Star Trek Into Darkness

STEPHEN BERMINGHAM finds the reboot sequel entertaining but ultimately too far outside the Trek universe.

Benedict Cumberbatch Chris Pine Film Into Darkness JJ Abrams Michael Giacchino star trek Zachary Quinto

Star Trek Into Darkness PosterDirected By: J.J. Abrams

Starring: Chris Pine, Zachary Quinto, Benedict Cumberbatch

Running Time: 132 min

“The needs of the many outweigh…” he is cut off. It doesn’t matter; we know what he is going to say next, even if we can’t declare it publicly.

My fingers have discretely parted into the salute in my popcorn free hand. I must be discrete. Despite Game of Thrones, and re-launches of Battlestar Gallactica and Doctor Who glamorising geek culture, it is still not quite socially acceptable to be a Star Trek fan in the present climate and I must control my inner-fanboy in order to write this. As 2009’s Star Trek proved, you don’t have to be a nerd to enjoy Star Trek Into Darkness, but enjoy is all one can do with this above-average, if not stunning, action movie.

The story begins simply: The crew are reunited, Earth is threatened by a war against mankind waged by the enigmatic John Harrison (Benedict Cumberbatch) and, as the manhunt to find him begins, Kirk will come face-to-face with perhaps his greatest adversary (no spoilers!). Into Darkness is thoroughly entertaining and an immense improvement on its predecessor. Like The Dark Knight, with the universe’s characters and histories safely established, J.J. Abrams can allow both his cast and his writers (Robert Orci and Alex Kurtzman return, joined by Damon Lindelof of LOST fame) greater freedom with the script. The tone, dialogue and comedic timing are far more confidently handled, the appearance of the 23rd Century is more striking and moments such as the terror attacks and the introduction of the Klingons are superbly choreographed.

It ably caters for everyone and therein lies its weakness. Despite superb popcorn- munching action, elaborate visuals and Benedict Cumberbatch, it is far from the profound and changing experience that it is marketed to be.

As for performances, the same praise goes to the same people. Zachary Quinto triumphs as a cool but turbulent Spock, and fans will still be gawping at Karl Urban’s near reincarnation of Bones McCoy. But there is no doubt that Cumberbatch steals the show as the principle villain. Think Loki played by Alan Rickman, exuding limitless charisma, a dangerous on-screen presence and delicious moral ambiguity in his Hannibal Lector-like gaol sequences, and inflicting an inferred signature method of death to rival Heath Ledger’s pencils.

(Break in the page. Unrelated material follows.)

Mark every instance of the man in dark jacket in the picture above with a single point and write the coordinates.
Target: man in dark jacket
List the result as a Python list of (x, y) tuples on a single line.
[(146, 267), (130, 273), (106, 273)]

Yet, the offenders too remain the same as Chris Pine, Anton Yelchin and John Cho brood and blunder their way through two hours and it is their (particularly Pine’s) inability to sustain any emotional core which places the film’s narrative a firm second to its visual spectacle. Even Michael Giacchino’s witty score, nodding to the James Horner and Alexander Courage originals, is drowned amid the noise.

Got any chianti on board?

My inner fanboy was sated: The blood is green! Surgery on a torpedo! Sulu’s getting used to the captain’s chair! The moon is in pieces! But these are details, tricks almost, to get the fans on board – this isn’t what Star Trek is about. It still feels as if Orci and Kurtzman have done their research on Wikipedia rather than the series and are still not engaging with what these characters are, what they mean. This doesn’t feel like the show where Russians and Americans worked together in the Cold War, where an interracial kiss took place in the late sixties, where Martin Luther King came to the dressing room and told the actors to persist because they were changing the world outside.

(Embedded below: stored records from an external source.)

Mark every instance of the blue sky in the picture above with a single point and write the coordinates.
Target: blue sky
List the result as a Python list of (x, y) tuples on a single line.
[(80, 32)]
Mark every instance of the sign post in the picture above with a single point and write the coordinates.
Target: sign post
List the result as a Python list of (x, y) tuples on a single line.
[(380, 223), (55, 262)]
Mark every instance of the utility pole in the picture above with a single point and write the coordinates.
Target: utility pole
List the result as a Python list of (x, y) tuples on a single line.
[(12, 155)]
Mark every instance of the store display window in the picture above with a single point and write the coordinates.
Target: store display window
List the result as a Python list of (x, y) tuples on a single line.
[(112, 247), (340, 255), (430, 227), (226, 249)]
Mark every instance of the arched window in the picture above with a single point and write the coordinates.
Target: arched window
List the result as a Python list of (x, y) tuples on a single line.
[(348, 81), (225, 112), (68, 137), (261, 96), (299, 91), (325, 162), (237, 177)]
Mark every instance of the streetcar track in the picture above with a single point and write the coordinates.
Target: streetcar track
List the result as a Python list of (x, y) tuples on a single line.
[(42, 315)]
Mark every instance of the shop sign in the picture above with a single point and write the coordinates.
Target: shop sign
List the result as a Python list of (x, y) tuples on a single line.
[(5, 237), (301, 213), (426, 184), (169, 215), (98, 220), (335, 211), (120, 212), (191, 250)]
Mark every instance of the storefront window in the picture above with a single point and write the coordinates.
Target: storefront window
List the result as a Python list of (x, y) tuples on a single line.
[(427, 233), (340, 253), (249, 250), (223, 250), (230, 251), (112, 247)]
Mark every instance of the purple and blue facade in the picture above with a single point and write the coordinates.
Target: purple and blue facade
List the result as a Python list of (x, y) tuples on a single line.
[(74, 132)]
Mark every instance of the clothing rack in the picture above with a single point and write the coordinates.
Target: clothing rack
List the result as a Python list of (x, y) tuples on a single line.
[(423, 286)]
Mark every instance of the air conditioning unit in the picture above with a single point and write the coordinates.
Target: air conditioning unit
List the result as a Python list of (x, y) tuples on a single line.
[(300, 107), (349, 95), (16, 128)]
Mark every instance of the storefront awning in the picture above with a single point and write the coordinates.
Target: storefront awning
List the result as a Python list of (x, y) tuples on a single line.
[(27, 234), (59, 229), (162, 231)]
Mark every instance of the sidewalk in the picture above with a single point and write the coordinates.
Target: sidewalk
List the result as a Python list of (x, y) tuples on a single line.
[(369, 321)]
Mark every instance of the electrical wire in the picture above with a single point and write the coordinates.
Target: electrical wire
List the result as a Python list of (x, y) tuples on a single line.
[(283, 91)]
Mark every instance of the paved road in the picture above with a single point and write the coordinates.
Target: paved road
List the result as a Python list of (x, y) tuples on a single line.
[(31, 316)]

Despite all its pretence of going ‘Into Darkness,’ the film doesn’t really go anywhere we haven’t been before. Even the plot is essentially the same as the previous film: attack, alpha-male tension between the leads, big scary spaceship in silhouette, battle in the Earth’s atmosphere. It still needs to do a lot more to warrant the hype that has accrued about it.

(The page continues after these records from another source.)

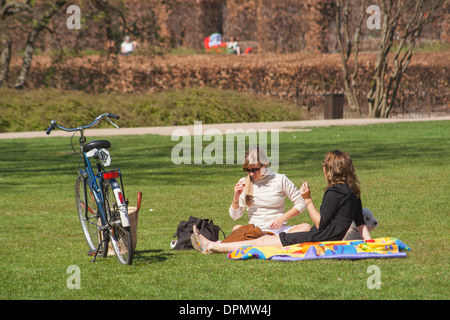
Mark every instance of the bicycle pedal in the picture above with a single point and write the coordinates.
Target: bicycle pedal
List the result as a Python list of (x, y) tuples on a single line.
[(92, 253)]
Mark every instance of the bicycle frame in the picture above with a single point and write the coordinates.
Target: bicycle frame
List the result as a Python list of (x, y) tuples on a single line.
[(98, 183)]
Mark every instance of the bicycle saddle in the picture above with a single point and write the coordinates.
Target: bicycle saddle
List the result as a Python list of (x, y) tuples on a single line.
[(96, 144)]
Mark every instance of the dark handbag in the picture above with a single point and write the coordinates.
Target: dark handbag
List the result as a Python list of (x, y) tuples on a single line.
[(247, 232), (206, 227)]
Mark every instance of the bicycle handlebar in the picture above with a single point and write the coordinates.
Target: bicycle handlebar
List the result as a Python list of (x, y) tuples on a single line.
[(53, 124)]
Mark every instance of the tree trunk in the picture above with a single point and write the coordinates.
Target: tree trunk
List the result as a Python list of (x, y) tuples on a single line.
[(37, 27), (26, 64)]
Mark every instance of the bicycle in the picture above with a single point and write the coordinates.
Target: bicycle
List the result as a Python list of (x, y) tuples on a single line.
[(101, 203)]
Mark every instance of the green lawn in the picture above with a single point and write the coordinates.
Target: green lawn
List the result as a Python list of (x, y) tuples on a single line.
[(404, 170)]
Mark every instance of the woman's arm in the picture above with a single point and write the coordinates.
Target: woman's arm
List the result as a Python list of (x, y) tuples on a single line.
[(278, 222), (313, 213), (236, 211), (364, 232)]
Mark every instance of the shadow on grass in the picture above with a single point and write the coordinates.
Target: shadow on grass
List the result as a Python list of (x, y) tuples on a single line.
[(152, 256)]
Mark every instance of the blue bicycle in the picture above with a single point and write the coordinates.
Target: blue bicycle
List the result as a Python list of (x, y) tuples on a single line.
[(101, 202)]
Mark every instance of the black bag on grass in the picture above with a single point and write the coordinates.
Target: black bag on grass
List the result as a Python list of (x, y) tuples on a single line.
[(205, 227)]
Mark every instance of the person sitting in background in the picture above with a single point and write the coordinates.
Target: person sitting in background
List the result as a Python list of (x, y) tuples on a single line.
[(233, 46), (127, 47), (341, 205)]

Spock wasn’t sure he preferred small dots over lens-flare

Call it Into Darkness, call it ‘Space Hike’, call it the Benedict Cumberbatch show, but not Star Trek. By supposedly darkening the tone they are pretending to Nolan-ise the franchise without actually Nolan-ising it. Star Trek at its best didn’t need Nolan-ising. Star Trek at its best was about society, ethics, the possibility of religious and political tolerance, what it means to be human. It was a programme that asked questions, took its characters beyond the confines of what they knew.

The previous film forgot this heritage and this film is no different. The oaths, the catchphrases, the taglines from the originals – the past is inserted enjoyably, but nonetheless pointlessly, to prop up the present. The rebooted franchise still needs something new and original, something it can really call its own before it can boldly go where no film has gone before – as all great films do.